"The workers stated that there was no analysis method at the Company for determining the heavy and unwanted products that were likely resulting from the hydrazine reaction processes, stating that only after the accident was this analysis method sent by the parent company in the United States."
-CESAT Report

Brazilian Worker Killed
in Industrial Explosion

DuPont Faulted for Not Installing Control Devices

Investigation into the accident at the company resulting in a fatality (excerpts)
GRIFFIN BRASIL LTDA (DUPONT), Camaçari, BA, Brazil

Occupational Health Research Center (CESAT)
Government of the State of Bahia
December 28, 2005

"The occupational accident that resulted in the fatality of the worker Leandro Vieira Mira (L.V.M.) occurred at around 10:50 PM on September 22, 2005 as a result of an explosion followed by a fire in the filtration vessel (F-1366) when L.V.M. was alone carrying out work activities at the Nitration Unit (13/14). The explosion provoked the rupture of the structure of the filtration vessel, projecting fragments within a radius of approximately 30 meters from the location of the accident.

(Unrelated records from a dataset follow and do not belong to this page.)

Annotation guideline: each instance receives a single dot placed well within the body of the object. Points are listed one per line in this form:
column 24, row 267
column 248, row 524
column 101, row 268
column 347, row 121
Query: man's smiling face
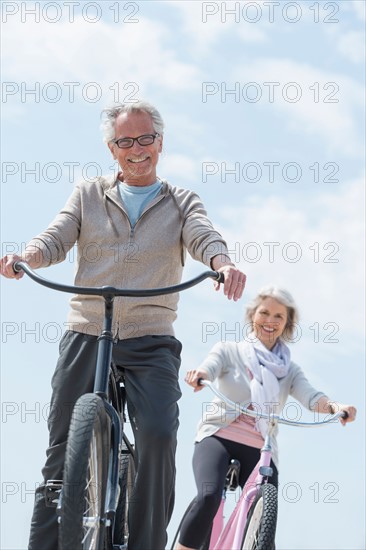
column 138, row 163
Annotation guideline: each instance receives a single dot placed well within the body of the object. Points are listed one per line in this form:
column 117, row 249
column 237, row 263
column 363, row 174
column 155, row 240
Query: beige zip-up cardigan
column 111, row 252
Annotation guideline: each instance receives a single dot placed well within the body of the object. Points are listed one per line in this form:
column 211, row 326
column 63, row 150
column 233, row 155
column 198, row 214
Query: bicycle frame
column 102, row 373
column 230, row 535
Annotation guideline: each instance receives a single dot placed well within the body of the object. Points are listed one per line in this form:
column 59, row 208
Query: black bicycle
column 92, row 499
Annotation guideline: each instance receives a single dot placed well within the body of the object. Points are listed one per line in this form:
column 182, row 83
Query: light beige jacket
column 111, row 252
column 227, row 364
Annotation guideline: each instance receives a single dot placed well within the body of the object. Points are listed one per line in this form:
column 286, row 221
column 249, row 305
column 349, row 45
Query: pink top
column 242, row 430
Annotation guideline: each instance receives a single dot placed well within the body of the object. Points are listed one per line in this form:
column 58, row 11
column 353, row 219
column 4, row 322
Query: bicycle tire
column 260, row 528
column 82, row 525
column 126, row 482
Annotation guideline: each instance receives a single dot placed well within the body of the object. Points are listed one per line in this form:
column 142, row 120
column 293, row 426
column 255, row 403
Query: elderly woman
column 256, row 371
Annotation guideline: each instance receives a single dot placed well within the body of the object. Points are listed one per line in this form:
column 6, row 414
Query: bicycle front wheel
column 260, row 529
column 82, row 525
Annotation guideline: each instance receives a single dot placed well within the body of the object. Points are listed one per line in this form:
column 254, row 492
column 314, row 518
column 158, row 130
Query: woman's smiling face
column 269, row 321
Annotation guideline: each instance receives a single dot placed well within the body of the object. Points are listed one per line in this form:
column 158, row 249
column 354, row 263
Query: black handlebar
column 108, row 291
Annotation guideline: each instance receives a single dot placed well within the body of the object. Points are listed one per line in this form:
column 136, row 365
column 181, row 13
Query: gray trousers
column 151, row 365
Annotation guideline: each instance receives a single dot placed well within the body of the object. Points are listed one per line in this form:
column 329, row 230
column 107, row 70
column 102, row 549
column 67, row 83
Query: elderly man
column 142, row 227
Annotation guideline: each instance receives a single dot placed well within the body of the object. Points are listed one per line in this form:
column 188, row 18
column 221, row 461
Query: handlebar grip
column 16, row 267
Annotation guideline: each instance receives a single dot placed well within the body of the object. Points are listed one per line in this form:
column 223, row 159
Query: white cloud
column 176, row 166
column 205, row 24
column 326, row 101
column 352, row 46
column 103, row 53
column 327, row 232
column 359, row 7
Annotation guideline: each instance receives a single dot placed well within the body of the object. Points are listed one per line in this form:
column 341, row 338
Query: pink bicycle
column 252, row 524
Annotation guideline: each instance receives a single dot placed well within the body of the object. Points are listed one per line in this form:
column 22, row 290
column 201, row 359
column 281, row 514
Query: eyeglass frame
column 154, row 136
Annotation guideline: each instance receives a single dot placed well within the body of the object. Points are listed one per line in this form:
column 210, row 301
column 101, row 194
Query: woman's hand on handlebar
column 193, row 377
column 350, row 411
column 6, row 266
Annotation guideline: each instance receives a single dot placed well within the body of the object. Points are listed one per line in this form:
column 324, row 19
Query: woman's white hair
column 110, row 114
column 283, row 297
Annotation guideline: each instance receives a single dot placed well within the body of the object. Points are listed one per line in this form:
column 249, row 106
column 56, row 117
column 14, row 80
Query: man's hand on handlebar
column 6, row 266
column 193, row 377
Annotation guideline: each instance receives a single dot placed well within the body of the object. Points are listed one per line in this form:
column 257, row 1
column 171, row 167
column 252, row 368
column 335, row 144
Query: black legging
column 210, row 463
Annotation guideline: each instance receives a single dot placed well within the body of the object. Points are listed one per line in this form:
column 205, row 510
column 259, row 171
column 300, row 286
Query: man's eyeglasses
column 126, row 143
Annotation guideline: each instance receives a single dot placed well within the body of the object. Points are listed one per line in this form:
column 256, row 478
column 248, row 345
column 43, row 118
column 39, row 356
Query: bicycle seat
column 232, row 476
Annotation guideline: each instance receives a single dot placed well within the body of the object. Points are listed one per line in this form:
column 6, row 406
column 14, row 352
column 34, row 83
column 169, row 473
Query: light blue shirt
column 136, row 198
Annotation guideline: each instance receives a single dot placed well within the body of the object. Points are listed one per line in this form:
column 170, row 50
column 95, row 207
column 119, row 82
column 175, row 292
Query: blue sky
column 264, row 114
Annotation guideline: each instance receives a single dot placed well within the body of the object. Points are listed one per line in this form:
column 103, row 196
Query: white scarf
column 267, row 367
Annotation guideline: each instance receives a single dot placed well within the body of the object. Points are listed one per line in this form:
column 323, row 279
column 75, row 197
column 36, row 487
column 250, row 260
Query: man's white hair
column 110, row 114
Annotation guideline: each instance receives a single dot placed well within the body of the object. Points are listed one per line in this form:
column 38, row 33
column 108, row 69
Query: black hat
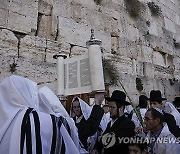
column 155, row 95
column 119, row 97
column 143, row 98
column 176, row 100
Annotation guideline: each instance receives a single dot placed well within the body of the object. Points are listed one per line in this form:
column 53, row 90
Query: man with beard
column 118, row 128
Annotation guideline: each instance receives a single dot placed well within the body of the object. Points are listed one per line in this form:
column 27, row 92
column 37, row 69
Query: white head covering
column 50, row 103
column 85, row 108
column 16, row 95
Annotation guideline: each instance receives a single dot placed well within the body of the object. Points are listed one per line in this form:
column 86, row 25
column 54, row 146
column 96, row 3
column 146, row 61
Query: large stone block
column 147, row 54
column 32, row 47
column 153, row 29
column 21, row 23
column 169, row 25
column 76, row 50
column 45, row 7
column 45, row 27
column 8, row 43
column 23, row 9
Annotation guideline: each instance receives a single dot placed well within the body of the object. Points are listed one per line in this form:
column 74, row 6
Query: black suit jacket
column 122, row 127
column 87, row 128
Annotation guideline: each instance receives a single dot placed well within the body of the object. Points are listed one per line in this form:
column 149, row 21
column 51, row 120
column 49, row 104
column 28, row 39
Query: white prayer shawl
column 170, row 108
column 16, row 95
column 13, row 98
column 54, row 106
column 166, row 147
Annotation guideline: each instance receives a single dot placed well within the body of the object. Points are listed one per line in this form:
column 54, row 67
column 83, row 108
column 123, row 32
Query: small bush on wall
column 155, row 9
column 134, row 7
column 111, row 74
column 98, row 2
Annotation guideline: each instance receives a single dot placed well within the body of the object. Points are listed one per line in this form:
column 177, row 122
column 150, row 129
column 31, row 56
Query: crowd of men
column 32, row 120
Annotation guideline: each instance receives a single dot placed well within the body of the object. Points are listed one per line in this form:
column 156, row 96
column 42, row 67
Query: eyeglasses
column 147, row 119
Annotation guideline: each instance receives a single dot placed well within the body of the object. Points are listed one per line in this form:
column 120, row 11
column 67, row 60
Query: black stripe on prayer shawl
column 62, row 150
column 37, row 130
column 53, row 144
column 66, row 125
column 28, row 136
column 24, row 131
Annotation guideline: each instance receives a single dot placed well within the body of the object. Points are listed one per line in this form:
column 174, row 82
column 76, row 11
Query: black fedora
column 119, row 97
column 176, row 100
column 143, row 98
column 155, row 95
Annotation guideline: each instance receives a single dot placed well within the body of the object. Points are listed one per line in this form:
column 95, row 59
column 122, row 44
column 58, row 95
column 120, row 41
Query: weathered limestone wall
column 144, row 46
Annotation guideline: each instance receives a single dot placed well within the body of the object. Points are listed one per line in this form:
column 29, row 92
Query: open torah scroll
column 81, row 74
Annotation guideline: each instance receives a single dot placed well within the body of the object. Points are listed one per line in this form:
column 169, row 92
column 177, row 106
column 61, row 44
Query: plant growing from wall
column 111, row 74
column 98, row 2
column 134, row 7
column 176, row 44
column 154, row 8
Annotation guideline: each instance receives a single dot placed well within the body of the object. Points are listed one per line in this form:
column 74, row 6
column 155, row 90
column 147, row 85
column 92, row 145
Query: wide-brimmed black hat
column 155, row 95
column 176, row 100
column 143, row 98
column 119, row 97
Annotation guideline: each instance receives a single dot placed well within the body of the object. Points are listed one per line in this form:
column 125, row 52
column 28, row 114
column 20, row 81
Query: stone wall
column 141, row 38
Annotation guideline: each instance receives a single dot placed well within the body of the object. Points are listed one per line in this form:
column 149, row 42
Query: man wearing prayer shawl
column 25, row 127
column 87, row 120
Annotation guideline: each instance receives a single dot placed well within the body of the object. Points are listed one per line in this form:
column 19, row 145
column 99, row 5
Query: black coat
column 171, row 122
column 89, row 127
column 122, row 127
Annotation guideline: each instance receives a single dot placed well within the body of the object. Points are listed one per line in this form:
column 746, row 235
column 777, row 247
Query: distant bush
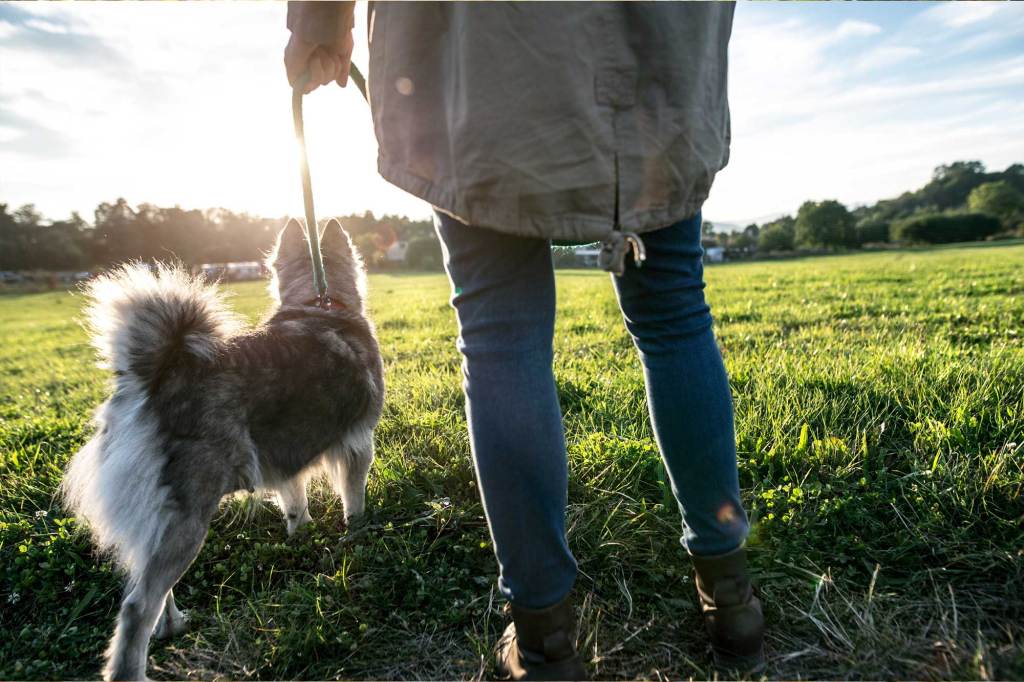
column 945, row 227
column 824, row 224
column 424, row 254
column 777, row 236
column 871, row 231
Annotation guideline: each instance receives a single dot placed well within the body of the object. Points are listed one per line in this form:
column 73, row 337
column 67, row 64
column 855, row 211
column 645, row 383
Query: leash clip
column 615, row 247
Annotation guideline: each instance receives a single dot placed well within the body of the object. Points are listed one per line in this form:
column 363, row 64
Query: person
column 523, row 124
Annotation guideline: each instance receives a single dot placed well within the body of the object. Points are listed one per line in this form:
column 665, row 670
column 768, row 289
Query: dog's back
column 200, row 410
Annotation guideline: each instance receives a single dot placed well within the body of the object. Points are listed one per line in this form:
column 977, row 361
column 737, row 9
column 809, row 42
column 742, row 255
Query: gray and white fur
column 203, row 408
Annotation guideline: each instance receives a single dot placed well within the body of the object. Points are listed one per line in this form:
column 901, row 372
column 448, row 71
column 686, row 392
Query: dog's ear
column 336, row 240
column 292, row 239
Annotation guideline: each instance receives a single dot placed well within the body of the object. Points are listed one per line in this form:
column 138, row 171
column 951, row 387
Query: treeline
column 961, row 203
column 120, row 231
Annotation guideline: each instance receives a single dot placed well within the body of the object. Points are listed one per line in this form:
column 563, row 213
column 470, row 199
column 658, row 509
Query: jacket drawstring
column 613, row 250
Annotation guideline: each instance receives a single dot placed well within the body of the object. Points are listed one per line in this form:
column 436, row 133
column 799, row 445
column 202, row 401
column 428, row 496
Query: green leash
column 312, row 235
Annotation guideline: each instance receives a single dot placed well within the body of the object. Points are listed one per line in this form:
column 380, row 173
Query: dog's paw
column 298, row 521
column 170, row 626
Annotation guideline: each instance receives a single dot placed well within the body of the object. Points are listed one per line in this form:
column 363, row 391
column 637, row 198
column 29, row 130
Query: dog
column 203, row 408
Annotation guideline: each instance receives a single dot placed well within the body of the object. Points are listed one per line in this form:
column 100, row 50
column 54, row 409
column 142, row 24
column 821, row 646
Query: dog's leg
column 141, row 607
column 349, row 467
column 171, row 622
column 292, row 499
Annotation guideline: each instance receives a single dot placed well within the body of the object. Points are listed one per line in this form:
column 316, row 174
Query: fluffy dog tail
column 141, row 322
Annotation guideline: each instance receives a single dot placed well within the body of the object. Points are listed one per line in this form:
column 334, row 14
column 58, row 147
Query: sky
column 186, row 103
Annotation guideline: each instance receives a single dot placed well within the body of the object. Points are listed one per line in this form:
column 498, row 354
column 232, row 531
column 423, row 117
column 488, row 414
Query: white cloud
column 47, row 27
column 857, row 29
column 817, row 119
column 960, row 14
column 887, row 55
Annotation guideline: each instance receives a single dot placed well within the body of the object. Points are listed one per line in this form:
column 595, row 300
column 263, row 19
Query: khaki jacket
column 562, row 121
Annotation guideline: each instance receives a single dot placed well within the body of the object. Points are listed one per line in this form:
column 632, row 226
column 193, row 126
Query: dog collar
column 324, row 302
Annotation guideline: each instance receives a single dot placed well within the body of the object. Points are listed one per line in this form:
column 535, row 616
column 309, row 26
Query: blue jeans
column 504, row 296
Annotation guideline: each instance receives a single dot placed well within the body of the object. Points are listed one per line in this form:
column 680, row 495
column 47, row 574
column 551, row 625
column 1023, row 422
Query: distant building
column 396, row 252
column 238, row 271
column 715, row 254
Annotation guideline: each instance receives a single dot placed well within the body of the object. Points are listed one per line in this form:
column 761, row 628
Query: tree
column 945, row 227
column 824, row 224
column 777, row 236
column 999, row 200
column 871, row 231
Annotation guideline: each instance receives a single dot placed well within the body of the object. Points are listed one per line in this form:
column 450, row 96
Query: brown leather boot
column 732, row 614
column 540, row 644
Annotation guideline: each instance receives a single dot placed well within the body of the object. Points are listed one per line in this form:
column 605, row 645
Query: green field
column 880, row 405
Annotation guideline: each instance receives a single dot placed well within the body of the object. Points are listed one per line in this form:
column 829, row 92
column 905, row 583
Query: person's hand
column 325, row 64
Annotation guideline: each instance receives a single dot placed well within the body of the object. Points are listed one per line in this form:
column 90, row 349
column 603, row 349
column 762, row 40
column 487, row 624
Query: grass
column 880, row 405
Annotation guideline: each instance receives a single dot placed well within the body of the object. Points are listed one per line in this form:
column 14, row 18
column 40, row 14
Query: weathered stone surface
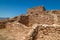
column 37, row 24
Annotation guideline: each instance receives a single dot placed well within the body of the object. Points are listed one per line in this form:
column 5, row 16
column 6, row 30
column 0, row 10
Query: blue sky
column 11, row 8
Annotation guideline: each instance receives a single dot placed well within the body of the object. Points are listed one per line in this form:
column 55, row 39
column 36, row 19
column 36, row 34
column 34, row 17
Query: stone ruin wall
column 37, row 15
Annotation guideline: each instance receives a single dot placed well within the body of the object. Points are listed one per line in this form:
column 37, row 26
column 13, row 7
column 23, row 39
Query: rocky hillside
column 37, row 24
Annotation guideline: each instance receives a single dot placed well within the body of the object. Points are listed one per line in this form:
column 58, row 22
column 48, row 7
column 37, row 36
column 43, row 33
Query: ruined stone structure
column 37, row 24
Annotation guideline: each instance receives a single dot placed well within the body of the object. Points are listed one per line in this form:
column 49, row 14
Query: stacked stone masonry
column 37, row 24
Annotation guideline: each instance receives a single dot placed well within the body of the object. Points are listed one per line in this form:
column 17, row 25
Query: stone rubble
column 37, row 24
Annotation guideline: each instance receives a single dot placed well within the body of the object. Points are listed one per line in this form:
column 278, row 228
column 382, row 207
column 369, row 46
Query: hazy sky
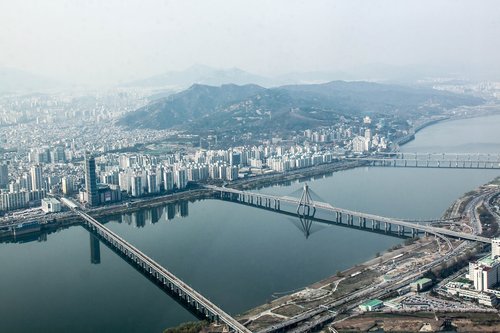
column 105, row 41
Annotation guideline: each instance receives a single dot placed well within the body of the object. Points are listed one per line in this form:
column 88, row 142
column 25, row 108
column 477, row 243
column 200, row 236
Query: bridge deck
column 328, row 207
column 161, row 272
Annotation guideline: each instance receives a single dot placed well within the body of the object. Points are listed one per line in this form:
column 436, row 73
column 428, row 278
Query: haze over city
column 105, row 43
column 249, row 166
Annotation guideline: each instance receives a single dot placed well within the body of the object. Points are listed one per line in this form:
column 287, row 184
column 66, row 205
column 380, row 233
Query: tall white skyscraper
column 36, row 177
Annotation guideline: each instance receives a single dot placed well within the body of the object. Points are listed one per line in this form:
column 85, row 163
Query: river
column 237, row 256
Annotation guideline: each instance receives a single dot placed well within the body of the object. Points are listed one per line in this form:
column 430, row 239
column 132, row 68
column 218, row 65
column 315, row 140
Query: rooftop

According to the information obtained, minutes before the occurrence of the incident, L.V.M. had gone to this unit to carry out the action of closing the dichloronitrobenzene (DCNB) transport valve of the D-1430B tank for Unit 15, given that the transfer had been completed.

The body of L.V.M. was found close to the damaged area, with practically his entire skin surface burned by the flames....

The circumstances that contributed to the accident are numerous, but they clearly constituted a network of causality that was foreseeable and preventable given the knowledge and technology available.

A factor deemed relevant in the explanation of this accident was the lack of greater attention by the Company paid to the conditions prior to the event that indicated the existence of the lack of operational control, in particular the increase in pressure in the filter and the difficulties in transferring the product. It was known beforehand that hydrazine is incompatible with various materials, potentially provoking dangerous and explosive reactions, and possibly creating dangerous products in some phases of the production process. Despite this fact, the Company felt safe in maintaining the plant operation without effecting the improvements initially established.

Given this situation, the conclusion reached is that there were problems in the Company’s planning in terms of the safety issues related to the industrial process. First, by introducing the use of a highly reductive and explosive substance in its production process without having adequate technology for determining by means of a test-analysis method the heavy and/or dangerous compounds likely present in the residues formed. These compounds resulting from the reactions with hydrazine and/or intermediate compounds formed were (and are) capable of provoking explosions. Second, by continuing the DCNB pre-hydrogenation process immediately after conducting the test of the addition of hydrazine, in breach of the prior recommendation of constant control by the Preliminary Risk Analysis. No automatic control devices were installed in the panel (DCS) capable of monitoring the progressive increase in pressure in the system and executing the blocking of its functioning (the DCNB transfer process) before this variable reached an uncontrollable value.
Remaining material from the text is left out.